More Computer Science Classes are Needed, Educators Say
The Westmoreland Central School District is on the verge of introducing Computer Science and coding program that will be in each level. The district initially started by adding a coding program in kindergarten and second-grade curriculum.
According to Superintendent Rocco Migliori, each year, the district made sure to include two more grades until this year when the high school started offering the program with a dual credit class through Mohawk Valley Community College. The high school is intended to provide more courses in the future.
However, the journey has not always been rosy. They encountered challenges such as training of staff, curriculum development, certification, finances, and equipment.
“Some of this is about STEAM programs. Some are about creating relevance to mathematics. Some were to meet the demands of business partners who provided us with these ideas and insight. Some has been in response to kids’ interests,” Migliori said in an email.
Unfortunately, many districts face obstacles when rolling out computer science sources. Currently, only 45 percent of all high schools teach the subject according to a 2019 State of Computer Science Education report.

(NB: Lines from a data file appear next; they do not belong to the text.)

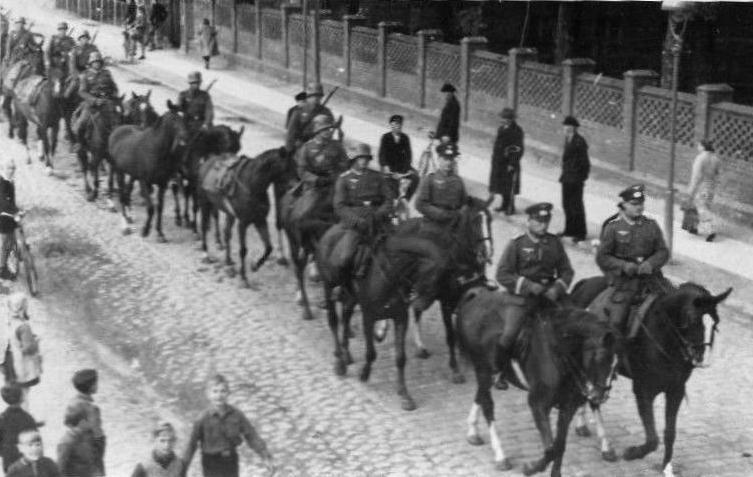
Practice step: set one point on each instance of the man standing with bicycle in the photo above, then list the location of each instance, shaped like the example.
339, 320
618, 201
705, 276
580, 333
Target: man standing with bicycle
8, 209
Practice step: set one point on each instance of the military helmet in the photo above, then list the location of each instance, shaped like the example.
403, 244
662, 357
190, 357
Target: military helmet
94, 56
194, 77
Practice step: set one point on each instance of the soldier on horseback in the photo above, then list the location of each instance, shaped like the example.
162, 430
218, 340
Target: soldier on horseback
533, 264
96, 88
364, 204
631, 254
196, 105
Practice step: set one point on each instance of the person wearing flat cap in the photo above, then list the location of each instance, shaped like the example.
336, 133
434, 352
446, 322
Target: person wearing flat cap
504, 178
575, 169
396, 157
300, 126
631, 254
363, 204
533, 265
449, 118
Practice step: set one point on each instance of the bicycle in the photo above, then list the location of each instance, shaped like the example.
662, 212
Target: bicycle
20, 259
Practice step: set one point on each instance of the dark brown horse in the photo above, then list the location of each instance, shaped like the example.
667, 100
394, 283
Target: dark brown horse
569, 359
149, 156
669, 345
248, 203
383, 292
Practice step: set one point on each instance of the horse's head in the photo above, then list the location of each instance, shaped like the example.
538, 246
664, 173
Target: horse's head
686, 310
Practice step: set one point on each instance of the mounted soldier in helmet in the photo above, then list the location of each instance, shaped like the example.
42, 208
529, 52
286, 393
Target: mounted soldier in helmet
301, 126
363, 204
96, 88
196, 105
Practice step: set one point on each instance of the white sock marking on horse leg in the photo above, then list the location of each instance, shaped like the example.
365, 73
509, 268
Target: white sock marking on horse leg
499, 453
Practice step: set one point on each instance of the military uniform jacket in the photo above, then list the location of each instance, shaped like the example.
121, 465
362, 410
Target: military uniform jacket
320, 159
527, 260
623, 242
439, 195
359, 195
301, 124
97, 84
197, 106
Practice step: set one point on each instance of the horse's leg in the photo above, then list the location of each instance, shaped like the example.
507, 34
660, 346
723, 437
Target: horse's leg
673, 399
645, 401
263, 230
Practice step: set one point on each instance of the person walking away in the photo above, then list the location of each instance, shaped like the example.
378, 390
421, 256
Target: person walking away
575, 169
219, 431
75, 450
449, 118
23, 362
162, 461
86, 383
703, 181
13, 421
533, 265
33, 462
396, 157
207, 42
504, 178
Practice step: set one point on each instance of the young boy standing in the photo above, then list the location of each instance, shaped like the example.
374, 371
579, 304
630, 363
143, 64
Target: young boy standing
220, 430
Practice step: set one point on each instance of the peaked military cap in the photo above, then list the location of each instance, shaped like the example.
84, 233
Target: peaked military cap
447, 88
634, 194
541, 211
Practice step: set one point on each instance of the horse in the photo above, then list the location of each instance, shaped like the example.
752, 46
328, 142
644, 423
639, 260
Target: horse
148, 156
383, 292
249, 201
669, 345
569, 357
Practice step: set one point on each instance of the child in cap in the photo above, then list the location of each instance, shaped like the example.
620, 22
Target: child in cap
86, 382
13, 421
162, 461
220, 430
32, 463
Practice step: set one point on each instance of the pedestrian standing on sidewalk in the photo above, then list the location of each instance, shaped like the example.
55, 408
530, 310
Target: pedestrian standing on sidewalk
703, 180
219, 431
75, 450
162, 461
23, 363
86, 382
449, 119
33, 462
13, 421
504, 178
208, 42
575, 169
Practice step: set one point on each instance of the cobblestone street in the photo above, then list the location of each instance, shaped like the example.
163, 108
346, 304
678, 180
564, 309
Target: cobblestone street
157, 321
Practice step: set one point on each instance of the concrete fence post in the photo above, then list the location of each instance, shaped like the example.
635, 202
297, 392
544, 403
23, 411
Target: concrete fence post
571, 68
634, 81
384, 29
515, 57
467, 46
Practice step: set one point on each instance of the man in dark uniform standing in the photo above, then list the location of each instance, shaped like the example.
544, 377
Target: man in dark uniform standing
363, 203
395, 157
504, 178
196, 105
575, 169
533, 264
631, 254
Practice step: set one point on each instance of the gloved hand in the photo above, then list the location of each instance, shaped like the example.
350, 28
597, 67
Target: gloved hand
645, 268
630, 269
535, 289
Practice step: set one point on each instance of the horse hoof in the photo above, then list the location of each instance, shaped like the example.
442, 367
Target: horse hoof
475, 440
503, 465
583, 431
609, 456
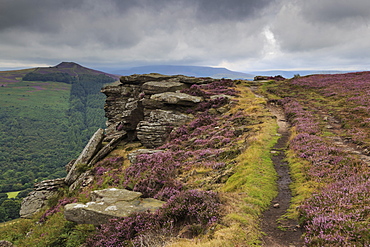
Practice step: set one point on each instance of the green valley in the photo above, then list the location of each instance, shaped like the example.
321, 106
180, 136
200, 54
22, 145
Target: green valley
44, 124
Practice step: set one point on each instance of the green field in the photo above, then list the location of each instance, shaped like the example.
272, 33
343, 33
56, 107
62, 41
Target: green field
45, 124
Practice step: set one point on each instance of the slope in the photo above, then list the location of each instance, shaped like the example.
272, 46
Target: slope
40, 119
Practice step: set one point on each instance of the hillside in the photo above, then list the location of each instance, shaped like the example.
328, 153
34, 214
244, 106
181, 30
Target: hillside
197, 71
46, 119
198, 162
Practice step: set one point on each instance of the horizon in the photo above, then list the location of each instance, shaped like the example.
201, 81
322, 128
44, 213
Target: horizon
117, 68
240, 35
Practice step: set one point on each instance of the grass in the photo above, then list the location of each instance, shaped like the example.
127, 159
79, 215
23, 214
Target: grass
12, 194
249, 191
245, 195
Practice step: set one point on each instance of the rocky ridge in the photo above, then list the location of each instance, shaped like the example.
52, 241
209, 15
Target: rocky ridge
142, 107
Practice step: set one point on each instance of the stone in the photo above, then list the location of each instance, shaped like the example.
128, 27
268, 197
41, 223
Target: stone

The report is a joint effort by Code.org, Expanding Computing Education Pathways Alliance, and Computer Science Teachers Association.
In New York, for example, only 44 percent of high schools offered at least one computer science courses during the 2017-2018 academic year. However, educators say that more is to be done.
“We live in a technological society, and any advantage we can give to our students is important, including exposure to the computer sciences as a viable career path,” said Steven Falchi, administrative director of curriculum and instruction K-12 in the Utica City School District.